Поступь империи: Поступь империи. Право выбора. Мы поднимем выше стяги!
Шрифт:
– Нет, что вы, ваше высочество! – оторопело ответил Петр Салтыков. – Сила оружия русского известна нам, да только выдюжит ли Русь-матушка войну на две стороны? Мне говорили, что царевич умный и деятельный человек, прислушивается к словам, коли они с пользой сказаны. Ведь нет теперь Священной лиги, и некому будет помочь России, да что там, все только Османской империи помогать будут, после победы над шведами!

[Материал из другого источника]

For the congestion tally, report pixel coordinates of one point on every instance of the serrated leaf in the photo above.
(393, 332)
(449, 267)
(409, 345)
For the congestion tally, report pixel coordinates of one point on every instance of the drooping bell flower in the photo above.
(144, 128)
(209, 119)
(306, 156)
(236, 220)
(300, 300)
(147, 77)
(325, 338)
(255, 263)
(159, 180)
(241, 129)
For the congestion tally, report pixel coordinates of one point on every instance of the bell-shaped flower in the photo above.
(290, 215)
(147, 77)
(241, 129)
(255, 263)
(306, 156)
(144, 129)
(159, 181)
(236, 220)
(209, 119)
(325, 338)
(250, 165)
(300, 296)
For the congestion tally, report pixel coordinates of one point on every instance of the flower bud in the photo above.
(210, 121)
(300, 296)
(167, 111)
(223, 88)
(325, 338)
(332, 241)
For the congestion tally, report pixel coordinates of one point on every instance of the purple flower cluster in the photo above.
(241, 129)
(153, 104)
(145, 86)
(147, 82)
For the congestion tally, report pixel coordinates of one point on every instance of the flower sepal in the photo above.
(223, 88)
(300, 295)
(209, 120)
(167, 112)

– Твоя правда, боярин, но ведь к государю приходят донесения об угнетенных братьях наших по вере, да еще и князья дунайские помощь предлагают. Отец не выдержит и сорвется к Днепру. А ведь кто-нибудь из князей и предать может, всяко под боком у басурман лежат, вот и предадут, для злата и живота своего, не глядя на своих крестьян,
Подумав немного, я все же решил пока ничего не обещать и лучше прикинуть шансы на войну, благо многое мне известно и кое-что может быть подправлено. Вот только хватит ли этой эфемерной подправки? У османов-то армия раза в три больше нашей под Прутом была. Что ж, время покажет, кто прав, а кто виноват.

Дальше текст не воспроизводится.